Christian Martyrdom in Russia/Appendix I
APPENDIX I
Letter from Peter Verigin to the Empress Alexandra Feodorovna[1]
May the Lord God preserve thy soul in this life, as well as in the future age, Sister Alexandra.
I, a servant of the Lord Jesus Christ, am living in the testimony and glad tidings of His truth. I am in exile since the year 1886, from the Spirit-Wrestlers' Community of Trans-Caucassia. The word "Spirit-Wrestler" should be understood thus: that we in the spirit and with our soul profess God (see,—the Gospel; the meeting of Christ with the Samaritan woman at the well).
I implore thee, sister in Christ the Lord, Alexandra, pray thy husband Nicholas to spare the Spirit-Wrestlers in the Caucasus from persecution. It is to thee that I address myself, because I think thy heart is more turned towards the Lord God. And there are at this moment more women and children suffering: hundreds of husbands and parents are confined in prisons, and thousands of families are dispersed in the native villages, where the authorities incite the population to behave coarsely with them. This falls specially heavily upon the Christian women! Lately they have been putting women and children into prisons.

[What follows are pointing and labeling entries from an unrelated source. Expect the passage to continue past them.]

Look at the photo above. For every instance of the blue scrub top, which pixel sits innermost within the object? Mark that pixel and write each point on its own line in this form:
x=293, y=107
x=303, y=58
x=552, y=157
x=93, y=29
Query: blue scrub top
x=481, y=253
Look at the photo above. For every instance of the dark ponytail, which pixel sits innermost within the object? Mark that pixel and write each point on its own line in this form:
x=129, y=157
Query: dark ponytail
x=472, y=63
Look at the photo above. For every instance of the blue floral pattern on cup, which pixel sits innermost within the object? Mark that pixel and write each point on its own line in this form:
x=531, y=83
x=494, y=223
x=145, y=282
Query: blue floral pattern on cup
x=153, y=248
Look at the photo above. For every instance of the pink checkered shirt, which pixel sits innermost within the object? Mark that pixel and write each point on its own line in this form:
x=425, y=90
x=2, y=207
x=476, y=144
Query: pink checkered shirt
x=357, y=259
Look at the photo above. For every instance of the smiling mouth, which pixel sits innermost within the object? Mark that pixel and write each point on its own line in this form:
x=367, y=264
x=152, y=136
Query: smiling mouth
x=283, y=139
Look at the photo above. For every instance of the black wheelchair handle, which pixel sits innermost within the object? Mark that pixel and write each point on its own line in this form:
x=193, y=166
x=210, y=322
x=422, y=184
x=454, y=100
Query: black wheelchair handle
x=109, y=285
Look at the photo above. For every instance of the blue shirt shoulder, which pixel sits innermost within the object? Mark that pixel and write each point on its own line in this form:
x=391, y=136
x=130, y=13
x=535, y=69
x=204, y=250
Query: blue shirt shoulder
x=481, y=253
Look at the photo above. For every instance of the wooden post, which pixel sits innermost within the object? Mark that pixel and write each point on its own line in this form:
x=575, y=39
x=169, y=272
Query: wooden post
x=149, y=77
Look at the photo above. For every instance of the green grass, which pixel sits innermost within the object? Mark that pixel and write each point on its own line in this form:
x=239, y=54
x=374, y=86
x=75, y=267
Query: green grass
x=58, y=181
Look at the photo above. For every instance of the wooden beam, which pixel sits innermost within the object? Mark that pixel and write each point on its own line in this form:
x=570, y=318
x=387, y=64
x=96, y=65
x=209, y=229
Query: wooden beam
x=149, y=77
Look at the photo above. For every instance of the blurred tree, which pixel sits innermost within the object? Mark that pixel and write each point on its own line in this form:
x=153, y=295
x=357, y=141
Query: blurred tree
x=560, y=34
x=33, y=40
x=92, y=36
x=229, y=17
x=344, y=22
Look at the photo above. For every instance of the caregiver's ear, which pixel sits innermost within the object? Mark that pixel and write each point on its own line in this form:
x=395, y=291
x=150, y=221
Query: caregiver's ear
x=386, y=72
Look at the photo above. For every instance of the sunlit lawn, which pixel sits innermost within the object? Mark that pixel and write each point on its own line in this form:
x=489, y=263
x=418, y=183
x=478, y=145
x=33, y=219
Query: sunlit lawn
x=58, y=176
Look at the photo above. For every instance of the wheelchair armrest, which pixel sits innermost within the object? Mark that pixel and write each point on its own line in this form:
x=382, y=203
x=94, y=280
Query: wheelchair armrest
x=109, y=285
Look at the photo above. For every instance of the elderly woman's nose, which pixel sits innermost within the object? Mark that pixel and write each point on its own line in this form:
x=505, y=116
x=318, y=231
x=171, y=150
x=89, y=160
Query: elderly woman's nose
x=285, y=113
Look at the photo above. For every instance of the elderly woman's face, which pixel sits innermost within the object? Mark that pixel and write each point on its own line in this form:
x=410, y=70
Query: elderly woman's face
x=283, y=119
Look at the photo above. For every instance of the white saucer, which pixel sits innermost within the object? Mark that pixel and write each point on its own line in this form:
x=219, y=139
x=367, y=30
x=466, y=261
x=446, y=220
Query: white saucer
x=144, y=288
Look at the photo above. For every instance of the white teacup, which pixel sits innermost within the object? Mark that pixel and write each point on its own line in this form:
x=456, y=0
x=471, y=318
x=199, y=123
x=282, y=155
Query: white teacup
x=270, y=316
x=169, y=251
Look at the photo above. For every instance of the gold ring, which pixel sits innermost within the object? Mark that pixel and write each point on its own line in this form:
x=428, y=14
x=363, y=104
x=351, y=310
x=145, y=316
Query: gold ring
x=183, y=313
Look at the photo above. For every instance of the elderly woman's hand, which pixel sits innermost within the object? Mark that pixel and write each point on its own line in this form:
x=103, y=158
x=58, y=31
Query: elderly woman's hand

The fault on our part is that we, as far as it is possible to us, endeavour to become Christians. In regard to some of our actions, our understanding may not be sufficiently enlightened.
Thou art probably acquainted with the teaching of vegetarianism; we are sharers in these humanitarian views. Lately we have ceased to use flesh as food,[2] and to drink wine, and have forsaken much of that which leads to a dissipated life, and darkens the light of the human soul. Refusing to kill animals, we in no case regard it as possible to deprive men of life. If we were to kill an ordinary man or even a robber, it would seem to us that we had decided to kill Christ.
The State demands that our brethren should learn the use of the gun, in order to know well how to kill. The Christians do not agree to this; they are put into prisons, beaten and starved; the sisters and mothers are coarsely defiled as women, very often with railing exclamations, "Where is your God?" "Why does He not help you?" (Our God is in heaven and on earth and fulfils all His will.)
This is sad especially because it is all taking place in a Christian country. Our community in the Caucasus consists of about twenty thousand men.[3] Is it possible that such a small number could injure the organism of the State, if soldiers were not recruited from among them? At the present moment, they are recruited, but uselessly: thirty men are in the Ekaterinograd penal battalion, where the authorities are only tormenting themselves by torturing them.
Man we regard as the temple of the living God, and we can in no case prepare ourselves to kill him, though for this we were to be threatened by death.
The most convenient manner of dealing with us would be to establish us in one place where we might live and labour in peace. All State obligations in the form of taxes we would pay, only we cannot be soldiers.
If the Government were to find it impossible to consent to this, then let it give us the right of emigration into one of the foreign countries. We would willingly go to England or (which is most convenient) to America, where we have a great number of brothers in the Lord Jesus Christ.
From the fulness of my soul I pray the Lord for the welfare of thy family.—The servant of Christ,
Peter
(living in exile in the Government of Tobolsk).
- ↑ This letter has on two occasions been placed in the hands of Court ladies, who have near access to the person of the Empress, but it is unknown to us whether it was, by them, transmitted to the Empress.—(Ed.)
- ↑ The Spirit-Wrestlers were vegetarians, at least as far back as the beginning of this century; towards the middle of the century they had relaxed in this respect, as well as in regard to their other principles.—(Ed.)
- ↑ In this number are also included the five thousand who have betrayed their original principles, and whom we have described as the "Small Party " in Chapter I.—(Ed.)